Au cours des dernières années, l'administration du président Poutine a montré beaucoup d'intelligence tactique dans sa capacité à jouer alternativement les cartes américaine et européenne. Dans le cadre du volet agricole de sa négociation avec l'OMC, il est probable qu'elle procèdera de même, mais cette fois en usant d'une approche à trois bandes mettant en concurrence les Etats-Unis, l'UE, et le groupe de Cairns. Nul doute que ce peuple de joueurs d'échecs n'excelle dans cette partie qui risque fort d'être décisive pour l'avenir de l'Accord sur l'Agriculture conclu lors du Cycle d'Uruguay (AACU).

Dans cette négociation, la Russie est en position de force. En effet, si elle n'a aucun intérêt manifeste à se rattacher à tel ou tel camp, son ralliement éventuel à l'un ou l'autre des protagonistes modifiera considérablement les rapports de force entre eux, eu égard à son poids dans les importations mondiales de produits alimentaires et à son potentiel productif.

En ce qui concerne les Etats-Unis, l'approche agricole relève probablement plus d'une logique globale de coopération, sachant que les échanges commerciaux entre les deux pays sont très modestes (5% du commerce extérieur russe). Ce que l'on peut anticiper, c'est que la Russie soutienne les positions américaines sur l'agriculture. Ces propositions visant à mettre tous les Etats à la même aune, lui laisseraient une large marge de manœuvre, sous réserve d'un appui sans faille des Etats-Unis sur l'ensemble des modalités de son accession à l'OMC.

La vraie question est donc clairement du côté de l'Europe. En dépit de tensions assez fortes dans les derniers temps, celle-ci n'a visiblement pas pris la mesure de la grande frustration des Russes à son égard.

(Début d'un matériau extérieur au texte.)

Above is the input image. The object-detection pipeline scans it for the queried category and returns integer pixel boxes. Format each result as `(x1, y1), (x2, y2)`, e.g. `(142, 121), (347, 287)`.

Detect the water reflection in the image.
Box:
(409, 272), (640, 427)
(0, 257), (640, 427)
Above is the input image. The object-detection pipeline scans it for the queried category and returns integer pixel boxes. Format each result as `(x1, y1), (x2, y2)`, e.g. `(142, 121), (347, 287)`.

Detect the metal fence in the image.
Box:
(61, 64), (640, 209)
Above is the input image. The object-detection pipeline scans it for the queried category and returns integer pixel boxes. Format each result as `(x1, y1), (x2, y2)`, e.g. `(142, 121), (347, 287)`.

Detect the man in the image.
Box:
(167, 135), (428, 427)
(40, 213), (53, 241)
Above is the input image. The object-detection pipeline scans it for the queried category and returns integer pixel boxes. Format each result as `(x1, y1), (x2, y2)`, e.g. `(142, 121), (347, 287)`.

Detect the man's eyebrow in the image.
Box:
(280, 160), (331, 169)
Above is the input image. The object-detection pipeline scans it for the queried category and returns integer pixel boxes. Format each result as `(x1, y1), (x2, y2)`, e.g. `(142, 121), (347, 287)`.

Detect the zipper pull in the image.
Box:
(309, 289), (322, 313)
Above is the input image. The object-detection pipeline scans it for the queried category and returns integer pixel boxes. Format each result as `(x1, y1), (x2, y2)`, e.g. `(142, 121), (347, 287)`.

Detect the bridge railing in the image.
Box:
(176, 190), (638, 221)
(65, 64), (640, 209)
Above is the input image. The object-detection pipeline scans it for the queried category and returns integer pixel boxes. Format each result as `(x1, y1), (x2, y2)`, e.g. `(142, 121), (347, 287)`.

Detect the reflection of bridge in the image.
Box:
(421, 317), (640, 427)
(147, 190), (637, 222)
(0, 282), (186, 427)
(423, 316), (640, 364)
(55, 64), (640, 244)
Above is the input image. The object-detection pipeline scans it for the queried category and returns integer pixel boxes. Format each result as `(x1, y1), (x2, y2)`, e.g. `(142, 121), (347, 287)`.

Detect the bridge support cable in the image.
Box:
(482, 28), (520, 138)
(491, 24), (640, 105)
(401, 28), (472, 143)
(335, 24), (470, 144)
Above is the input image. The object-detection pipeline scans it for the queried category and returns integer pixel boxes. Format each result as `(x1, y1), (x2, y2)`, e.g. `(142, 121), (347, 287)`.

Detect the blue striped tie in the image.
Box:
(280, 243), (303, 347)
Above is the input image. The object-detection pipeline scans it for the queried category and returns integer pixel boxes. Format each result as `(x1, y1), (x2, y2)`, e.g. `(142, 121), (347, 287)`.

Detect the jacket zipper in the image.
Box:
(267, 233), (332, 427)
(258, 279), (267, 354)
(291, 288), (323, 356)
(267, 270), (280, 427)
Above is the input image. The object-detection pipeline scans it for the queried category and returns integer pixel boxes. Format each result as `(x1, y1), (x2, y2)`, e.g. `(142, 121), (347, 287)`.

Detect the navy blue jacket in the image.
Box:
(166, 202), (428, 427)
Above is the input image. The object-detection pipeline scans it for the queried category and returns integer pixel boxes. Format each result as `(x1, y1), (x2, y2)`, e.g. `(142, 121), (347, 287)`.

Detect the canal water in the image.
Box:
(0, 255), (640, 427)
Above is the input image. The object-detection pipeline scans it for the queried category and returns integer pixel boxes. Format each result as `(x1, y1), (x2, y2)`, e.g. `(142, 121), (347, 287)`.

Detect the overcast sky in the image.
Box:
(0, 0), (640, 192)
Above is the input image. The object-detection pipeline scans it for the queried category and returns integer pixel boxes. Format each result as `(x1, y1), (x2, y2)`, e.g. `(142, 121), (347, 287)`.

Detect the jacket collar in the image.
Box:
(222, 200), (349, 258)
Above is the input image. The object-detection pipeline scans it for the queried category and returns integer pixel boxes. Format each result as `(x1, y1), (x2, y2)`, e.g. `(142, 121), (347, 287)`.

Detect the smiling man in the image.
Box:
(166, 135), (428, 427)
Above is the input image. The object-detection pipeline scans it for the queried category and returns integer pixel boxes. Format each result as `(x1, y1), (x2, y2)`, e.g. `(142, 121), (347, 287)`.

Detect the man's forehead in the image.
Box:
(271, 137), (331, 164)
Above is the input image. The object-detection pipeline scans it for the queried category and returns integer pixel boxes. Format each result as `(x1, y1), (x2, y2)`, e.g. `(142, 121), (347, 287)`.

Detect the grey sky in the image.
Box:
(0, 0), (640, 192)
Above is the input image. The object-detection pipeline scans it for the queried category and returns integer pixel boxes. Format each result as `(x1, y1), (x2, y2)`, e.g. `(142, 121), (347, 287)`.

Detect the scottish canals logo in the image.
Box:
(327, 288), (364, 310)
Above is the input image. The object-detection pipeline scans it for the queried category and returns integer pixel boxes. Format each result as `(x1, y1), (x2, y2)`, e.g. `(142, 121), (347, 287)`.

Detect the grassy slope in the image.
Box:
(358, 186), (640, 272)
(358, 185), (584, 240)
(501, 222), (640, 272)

On ne peut en effet que déplorer l'absence d'imagination de l'administration communautaire qui multiplie à l'envi les sujets de friction sur des sujets comme la facturation de l'énergie ou les exportations russes de céréales, sans se rendre compte qu'un alignement des Russes sur les positions américaines serait catastrophique lors du prochain round de négociations à l'OMC.

Aussi est-il grand temps que les responsables européens reprennent le dessus et proposent un vrai cadre de partenariat agricole à la Russie.

[1] Cf. OECD, Agricultural policies in Transition economies, Paris, 2002, p. 93. [2] Cf. Jean Radvyani, La Nouvelle Russie, Masson, 1996, p. 82. [3] OECD, p. 39. [4] Cf. World Bank, Food and Agricultural Policy in Russia, Washington, 2002, p. 107. [5] Goskomstat, Agro-industrial Complex in Russia, 2001, p. 12. [6] Ibid, p. 83. [7] World Bank, p. 69. [8] Du fait de multiples formes d'évasion, notamment par transferts en nature auprès de leurs membres, l'évaluation de la rentabilité des fermes collectives est un exercice particulièrement difficile. [9] OECD 2002, p. 38.